JustinTimeCuber said:


> everyone's stupid in their own way


Ya, I'm just very forgetful sometimes


----------



## JustinTimeCuber (Oct 24, 2017)

Goals:

3x3:
9.3x average or better
Sub 8 single
Top 4
Beat Brody Lassner because he's been cocky af on twitter

2x2
State record average (2.60)
Podium

4x4
Sub 50?

5x5
Sub 1:45???

Skewb
Who cares.
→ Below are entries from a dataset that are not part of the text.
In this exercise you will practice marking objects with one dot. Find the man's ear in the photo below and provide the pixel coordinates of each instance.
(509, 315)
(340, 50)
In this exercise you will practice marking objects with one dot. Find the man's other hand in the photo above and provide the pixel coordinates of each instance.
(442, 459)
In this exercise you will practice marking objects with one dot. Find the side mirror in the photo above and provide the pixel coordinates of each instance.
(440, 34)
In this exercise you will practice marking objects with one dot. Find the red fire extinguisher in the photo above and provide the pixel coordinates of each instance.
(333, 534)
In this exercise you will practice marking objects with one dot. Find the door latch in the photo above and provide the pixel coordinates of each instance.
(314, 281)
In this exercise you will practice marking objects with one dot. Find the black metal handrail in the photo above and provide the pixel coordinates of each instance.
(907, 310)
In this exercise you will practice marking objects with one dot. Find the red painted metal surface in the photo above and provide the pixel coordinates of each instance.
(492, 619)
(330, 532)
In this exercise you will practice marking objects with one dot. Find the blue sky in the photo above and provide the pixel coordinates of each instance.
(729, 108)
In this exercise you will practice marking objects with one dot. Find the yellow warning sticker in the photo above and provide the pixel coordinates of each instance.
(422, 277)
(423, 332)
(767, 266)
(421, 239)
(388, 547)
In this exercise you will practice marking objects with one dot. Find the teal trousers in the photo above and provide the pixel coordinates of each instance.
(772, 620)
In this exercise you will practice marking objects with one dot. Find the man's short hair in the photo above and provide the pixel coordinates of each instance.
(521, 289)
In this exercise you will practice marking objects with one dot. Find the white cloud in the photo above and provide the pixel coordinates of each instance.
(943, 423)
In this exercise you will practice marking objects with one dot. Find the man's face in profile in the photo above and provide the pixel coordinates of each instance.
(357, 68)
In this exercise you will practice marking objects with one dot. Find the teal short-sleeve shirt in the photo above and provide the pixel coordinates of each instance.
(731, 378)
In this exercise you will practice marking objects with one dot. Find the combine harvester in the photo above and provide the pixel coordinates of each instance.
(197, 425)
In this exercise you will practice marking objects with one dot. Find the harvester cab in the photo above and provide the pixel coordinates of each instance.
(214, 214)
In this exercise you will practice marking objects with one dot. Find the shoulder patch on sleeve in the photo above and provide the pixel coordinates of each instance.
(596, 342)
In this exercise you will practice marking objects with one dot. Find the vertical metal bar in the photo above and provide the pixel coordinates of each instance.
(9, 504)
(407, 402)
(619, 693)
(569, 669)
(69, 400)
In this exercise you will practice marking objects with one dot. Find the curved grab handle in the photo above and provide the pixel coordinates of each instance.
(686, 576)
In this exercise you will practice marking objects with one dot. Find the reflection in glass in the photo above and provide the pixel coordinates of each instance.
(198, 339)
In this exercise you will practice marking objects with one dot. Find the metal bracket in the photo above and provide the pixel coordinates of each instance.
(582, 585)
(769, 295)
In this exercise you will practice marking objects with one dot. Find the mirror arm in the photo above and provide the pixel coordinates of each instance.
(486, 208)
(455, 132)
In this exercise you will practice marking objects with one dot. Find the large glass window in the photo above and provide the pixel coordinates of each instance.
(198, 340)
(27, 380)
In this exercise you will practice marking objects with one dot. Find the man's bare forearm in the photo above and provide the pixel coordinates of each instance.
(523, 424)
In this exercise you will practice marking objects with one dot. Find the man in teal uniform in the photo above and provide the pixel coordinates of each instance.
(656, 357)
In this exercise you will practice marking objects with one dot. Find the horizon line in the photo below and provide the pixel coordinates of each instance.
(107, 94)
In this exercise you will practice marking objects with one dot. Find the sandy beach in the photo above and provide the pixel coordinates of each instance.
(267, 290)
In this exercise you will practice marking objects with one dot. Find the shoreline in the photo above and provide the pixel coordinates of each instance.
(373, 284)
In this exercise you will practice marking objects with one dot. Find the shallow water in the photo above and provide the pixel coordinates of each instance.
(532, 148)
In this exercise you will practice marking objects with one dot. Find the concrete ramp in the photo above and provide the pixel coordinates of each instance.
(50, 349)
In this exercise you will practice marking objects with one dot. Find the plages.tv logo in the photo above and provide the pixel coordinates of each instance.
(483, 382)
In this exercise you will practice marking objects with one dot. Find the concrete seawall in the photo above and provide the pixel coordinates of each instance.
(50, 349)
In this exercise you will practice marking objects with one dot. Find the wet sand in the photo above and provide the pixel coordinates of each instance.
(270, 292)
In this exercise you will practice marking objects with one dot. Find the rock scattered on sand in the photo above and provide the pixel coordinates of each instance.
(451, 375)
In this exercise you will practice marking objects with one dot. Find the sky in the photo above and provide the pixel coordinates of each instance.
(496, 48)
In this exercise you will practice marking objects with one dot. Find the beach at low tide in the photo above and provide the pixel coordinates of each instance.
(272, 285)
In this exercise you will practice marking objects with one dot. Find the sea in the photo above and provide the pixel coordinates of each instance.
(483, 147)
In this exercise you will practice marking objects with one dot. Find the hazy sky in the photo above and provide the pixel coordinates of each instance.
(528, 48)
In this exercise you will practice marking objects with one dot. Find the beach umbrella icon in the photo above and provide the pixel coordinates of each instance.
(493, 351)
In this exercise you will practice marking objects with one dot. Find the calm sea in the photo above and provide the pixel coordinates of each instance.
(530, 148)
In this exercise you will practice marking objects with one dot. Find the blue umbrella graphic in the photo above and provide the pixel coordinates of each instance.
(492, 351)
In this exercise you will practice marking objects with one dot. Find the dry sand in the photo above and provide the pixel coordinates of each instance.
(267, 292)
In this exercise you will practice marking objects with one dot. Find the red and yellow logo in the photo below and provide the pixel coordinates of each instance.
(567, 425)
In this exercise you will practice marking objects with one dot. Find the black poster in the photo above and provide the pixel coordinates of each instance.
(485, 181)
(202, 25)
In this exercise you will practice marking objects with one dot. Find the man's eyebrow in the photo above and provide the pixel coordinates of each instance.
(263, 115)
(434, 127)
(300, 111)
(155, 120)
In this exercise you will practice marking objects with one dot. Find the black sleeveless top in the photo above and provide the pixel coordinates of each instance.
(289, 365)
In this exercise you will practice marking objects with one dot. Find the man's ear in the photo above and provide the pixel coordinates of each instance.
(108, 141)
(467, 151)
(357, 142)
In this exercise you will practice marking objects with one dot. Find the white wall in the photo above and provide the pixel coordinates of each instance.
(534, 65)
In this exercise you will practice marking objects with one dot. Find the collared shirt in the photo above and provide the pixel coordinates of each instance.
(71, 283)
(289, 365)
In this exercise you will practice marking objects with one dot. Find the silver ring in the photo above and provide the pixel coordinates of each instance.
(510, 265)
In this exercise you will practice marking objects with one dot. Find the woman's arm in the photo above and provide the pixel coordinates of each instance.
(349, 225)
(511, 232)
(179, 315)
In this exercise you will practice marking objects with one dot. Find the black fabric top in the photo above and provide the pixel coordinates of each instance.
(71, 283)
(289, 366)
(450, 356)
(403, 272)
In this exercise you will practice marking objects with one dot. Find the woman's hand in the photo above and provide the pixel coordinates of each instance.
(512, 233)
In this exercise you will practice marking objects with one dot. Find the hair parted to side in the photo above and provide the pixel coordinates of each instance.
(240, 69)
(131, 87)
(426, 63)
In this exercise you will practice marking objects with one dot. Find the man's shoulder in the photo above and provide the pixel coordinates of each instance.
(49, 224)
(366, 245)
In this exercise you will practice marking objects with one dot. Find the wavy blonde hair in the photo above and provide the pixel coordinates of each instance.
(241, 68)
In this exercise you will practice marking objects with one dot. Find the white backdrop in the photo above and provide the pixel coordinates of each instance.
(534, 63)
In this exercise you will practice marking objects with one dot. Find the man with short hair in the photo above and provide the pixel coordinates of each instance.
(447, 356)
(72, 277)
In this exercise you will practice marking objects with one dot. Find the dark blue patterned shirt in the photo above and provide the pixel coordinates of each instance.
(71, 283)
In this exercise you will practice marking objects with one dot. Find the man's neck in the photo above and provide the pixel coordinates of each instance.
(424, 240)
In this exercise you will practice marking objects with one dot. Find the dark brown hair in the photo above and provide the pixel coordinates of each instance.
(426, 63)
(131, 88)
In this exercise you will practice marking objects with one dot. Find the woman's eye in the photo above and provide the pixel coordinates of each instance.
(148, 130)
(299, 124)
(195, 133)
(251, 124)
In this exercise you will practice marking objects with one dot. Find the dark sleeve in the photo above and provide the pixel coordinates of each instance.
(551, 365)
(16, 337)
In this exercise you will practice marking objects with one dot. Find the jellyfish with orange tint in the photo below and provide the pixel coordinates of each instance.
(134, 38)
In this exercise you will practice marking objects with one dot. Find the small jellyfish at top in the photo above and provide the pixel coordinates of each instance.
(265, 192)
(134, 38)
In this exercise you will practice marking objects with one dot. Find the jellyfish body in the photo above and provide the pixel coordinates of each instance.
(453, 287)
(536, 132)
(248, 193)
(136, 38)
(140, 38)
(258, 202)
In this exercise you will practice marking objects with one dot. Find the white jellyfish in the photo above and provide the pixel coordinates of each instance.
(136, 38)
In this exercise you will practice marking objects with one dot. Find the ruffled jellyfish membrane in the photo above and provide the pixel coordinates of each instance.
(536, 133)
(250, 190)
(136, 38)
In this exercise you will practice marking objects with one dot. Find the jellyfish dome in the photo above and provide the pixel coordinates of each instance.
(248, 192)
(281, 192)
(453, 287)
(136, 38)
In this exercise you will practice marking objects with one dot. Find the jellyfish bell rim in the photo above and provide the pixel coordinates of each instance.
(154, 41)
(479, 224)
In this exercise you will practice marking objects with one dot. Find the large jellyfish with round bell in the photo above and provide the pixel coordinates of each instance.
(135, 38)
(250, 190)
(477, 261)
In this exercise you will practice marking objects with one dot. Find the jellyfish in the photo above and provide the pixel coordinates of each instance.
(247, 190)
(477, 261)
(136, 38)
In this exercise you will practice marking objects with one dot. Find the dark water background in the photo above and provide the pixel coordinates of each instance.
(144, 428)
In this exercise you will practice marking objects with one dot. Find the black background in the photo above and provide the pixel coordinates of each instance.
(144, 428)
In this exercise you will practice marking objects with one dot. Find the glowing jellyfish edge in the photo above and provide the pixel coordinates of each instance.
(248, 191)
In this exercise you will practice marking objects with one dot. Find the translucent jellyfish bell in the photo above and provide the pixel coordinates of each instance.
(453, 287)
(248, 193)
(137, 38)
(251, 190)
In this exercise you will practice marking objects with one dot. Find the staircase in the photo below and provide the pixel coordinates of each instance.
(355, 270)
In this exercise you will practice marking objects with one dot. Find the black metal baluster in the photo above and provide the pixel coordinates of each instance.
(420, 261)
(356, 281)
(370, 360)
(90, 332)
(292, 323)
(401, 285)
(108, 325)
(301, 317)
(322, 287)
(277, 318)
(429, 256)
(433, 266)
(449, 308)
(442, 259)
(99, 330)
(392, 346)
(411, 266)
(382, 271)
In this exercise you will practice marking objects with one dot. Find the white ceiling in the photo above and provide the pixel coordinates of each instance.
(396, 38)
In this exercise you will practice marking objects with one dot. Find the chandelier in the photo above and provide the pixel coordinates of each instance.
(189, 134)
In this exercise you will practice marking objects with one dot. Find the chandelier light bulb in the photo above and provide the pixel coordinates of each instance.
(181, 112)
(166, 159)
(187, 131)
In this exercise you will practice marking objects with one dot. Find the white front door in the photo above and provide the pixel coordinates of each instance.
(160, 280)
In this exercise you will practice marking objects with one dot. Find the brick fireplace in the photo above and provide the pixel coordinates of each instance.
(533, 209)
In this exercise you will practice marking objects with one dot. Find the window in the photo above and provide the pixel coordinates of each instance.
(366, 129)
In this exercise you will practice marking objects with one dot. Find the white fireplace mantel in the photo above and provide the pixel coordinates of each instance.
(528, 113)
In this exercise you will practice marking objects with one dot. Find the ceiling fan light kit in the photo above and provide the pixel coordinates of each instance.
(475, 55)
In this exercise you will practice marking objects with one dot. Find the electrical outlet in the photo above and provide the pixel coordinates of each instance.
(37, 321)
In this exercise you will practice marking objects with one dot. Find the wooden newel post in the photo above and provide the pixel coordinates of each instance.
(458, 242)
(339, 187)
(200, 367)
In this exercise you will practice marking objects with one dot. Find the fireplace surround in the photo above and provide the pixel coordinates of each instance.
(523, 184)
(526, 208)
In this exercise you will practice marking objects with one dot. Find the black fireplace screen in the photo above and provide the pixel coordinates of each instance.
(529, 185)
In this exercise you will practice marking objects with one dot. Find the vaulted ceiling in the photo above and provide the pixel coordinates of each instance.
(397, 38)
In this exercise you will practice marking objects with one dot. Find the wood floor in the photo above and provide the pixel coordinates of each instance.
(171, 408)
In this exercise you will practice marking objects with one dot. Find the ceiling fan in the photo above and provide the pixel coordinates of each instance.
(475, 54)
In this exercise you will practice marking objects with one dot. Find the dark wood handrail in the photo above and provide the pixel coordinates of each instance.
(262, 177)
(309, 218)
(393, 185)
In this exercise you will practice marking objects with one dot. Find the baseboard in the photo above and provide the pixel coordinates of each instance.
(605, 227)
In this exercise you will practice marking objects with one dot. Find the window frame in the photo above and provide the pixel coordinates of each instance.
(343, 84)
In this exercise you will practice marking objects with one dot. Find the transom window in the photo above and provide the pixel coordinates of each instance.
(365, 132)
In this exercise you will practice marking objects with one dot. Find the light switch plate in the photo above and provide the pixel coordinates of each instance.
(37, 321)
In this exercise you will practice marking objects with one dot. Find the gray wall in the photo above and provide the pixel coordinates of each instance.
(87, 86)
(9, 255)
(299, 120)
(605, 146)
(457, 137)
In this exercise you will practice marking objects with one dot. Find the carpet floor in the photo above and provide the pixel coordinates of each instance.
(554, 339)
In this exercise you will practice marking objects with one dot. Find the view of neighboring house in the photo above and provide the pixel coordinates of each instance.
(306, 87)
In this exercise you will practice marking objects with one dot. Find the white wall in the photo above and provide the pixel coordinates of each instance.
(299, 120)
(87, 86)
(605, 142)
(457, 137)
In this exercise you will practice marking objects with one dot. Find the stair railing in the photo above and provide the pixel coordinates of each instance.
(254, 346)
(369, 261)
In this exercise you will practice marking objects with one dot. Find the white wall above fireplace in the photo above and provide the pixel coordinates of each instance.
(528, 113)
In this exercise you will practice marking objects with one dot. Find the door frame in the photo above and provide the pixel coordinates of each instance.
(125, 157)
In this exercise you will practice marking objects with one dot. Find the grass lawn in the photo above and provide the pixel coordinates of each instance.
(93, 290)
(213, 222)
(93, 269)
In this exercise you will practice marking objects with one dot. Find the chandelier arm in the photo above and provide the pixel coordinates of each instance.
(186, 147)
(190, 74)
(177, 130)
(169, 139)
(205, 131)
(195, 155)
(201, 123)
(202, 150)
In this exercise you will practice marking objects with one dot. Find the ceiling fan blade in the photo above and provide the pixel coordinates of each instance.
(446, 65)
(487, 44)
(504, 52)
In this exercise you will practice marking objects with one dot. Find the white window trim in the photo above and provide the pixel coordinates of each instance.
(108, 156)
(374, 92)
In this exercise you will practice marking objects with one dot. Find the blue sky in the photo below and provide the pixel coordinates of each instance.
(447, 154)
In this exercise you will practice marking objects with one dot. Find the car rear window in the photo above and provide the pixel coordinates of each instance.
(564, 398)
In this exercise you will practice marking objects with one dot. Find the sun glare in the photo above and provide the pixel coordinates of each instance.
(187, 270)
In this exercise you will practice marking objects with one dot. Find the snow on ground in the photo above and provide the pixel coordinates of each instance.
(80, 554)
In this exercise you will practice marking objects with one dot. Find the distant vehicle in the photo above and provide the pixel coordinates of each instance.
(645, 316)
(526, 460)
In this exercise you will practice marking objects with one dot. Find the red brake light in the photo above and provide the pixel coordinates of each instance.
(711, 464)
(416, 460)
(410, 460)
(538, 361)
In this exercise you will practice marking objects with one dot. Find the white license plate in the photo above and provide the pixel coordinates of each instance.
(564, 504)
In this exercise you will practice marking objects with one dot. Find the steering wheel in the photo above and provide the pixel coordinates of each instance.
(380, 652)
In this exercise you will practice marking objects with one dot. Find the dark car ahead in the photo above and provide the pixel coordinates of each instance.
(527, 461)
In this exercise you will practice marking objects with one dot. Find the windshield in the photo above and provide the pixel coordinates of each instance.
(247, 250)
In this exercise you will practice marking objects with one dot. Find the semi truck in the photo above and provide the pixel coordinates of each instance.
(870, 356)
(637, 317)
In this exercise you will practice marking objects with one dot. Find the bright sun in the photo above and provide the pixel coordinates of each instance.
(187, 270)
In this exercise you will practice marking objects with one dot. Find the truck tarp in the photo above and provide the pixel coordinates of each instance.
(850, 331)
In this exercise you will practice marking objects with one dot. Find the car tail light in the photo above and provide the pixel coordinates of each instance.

Sub 9?

Squan
hopefully forget to compete

OH
Sub 20 single
Sub 22 avg


----------



## Cale S (Oct 24, 2017)

goals:

2x2: low 3 averages, getting school record average back would be nice, possibly podium
sq-1: sub-14.5 average, maybe sub-11 single, podium
4x4: sub-43 average, get a better single for my average
3x3: SUB-10 AVERAGE PLS
OH: sub-25 average
5x5: sub-1:25 average
skewb: NAR average, win (ez)


----------



## JustinTimeCuber (Oct 24, 2017)

Cale S said:


> goals:
> 
> 2x2: low 3 averages, getting* school record* average back would be nice, possibly podium
> sq-1: sub-14.5 average, maybe sub-11 single, podium
> ...


tf


----------



## Cale S (Oct 25, 2017)

JustinTimeCuber said:


> tf



my 7.67 3x3 single is second in the school :/


----------



## aybuck37 (Oct 25, 2017)

The venue looks fancy


----------



## Max Cruz (Oct 25, 2017)

Good luck to all competitors.


----------



## kprox1994 (Oct 26, 2017)

aybuck37 said:


> The venue looks fancy


It's like the fanciest place in a blah part of town.


----------



## Draranor (Oct 26, 2017)

Still wish I could go, but it's organized by the same people as Chicaghosts, so that's cool


----------



## JustinTimeCuber (Oct 29, 2017)

Goals:

3x3:
9.3x average or better *nope, 9.61*
Sub 8 single *I f***ing had it until the finals scrambles were a "repeat of round 1 heat 7" and we had to "restart" (video coming, but it was best on cam)*
Top 4 *5th*
Beat Brody Lassner because he's been cocky af on twitter *Dammit Brody you win (but not by too much)*

2x2
State record average (2.60) *nope, 2.81*
Podium *completely screwed up one of the solves in 2nd round, but I would have. First round I won (as if anyone cares)*

4x4
Sub 50? *49.90 avg, also a 43 single let's go*

5x5
Sub 1:45??? *not quite but pretty good single, 1:36.59*

Skewb
Who cares. Sub 9? *no one cares, but yes, sub 9.*

Squan
hopefully forget to compete *oops I "competed" lol*

OH
Sub 20 single *x2*
Sub 22 avg *21.70*

Didn't do great with my goals but you know what, I'll take it.


----------



## Max Cruz (Oct 30, 2017)

I am disappointed you did not beat thrash your goals.


----------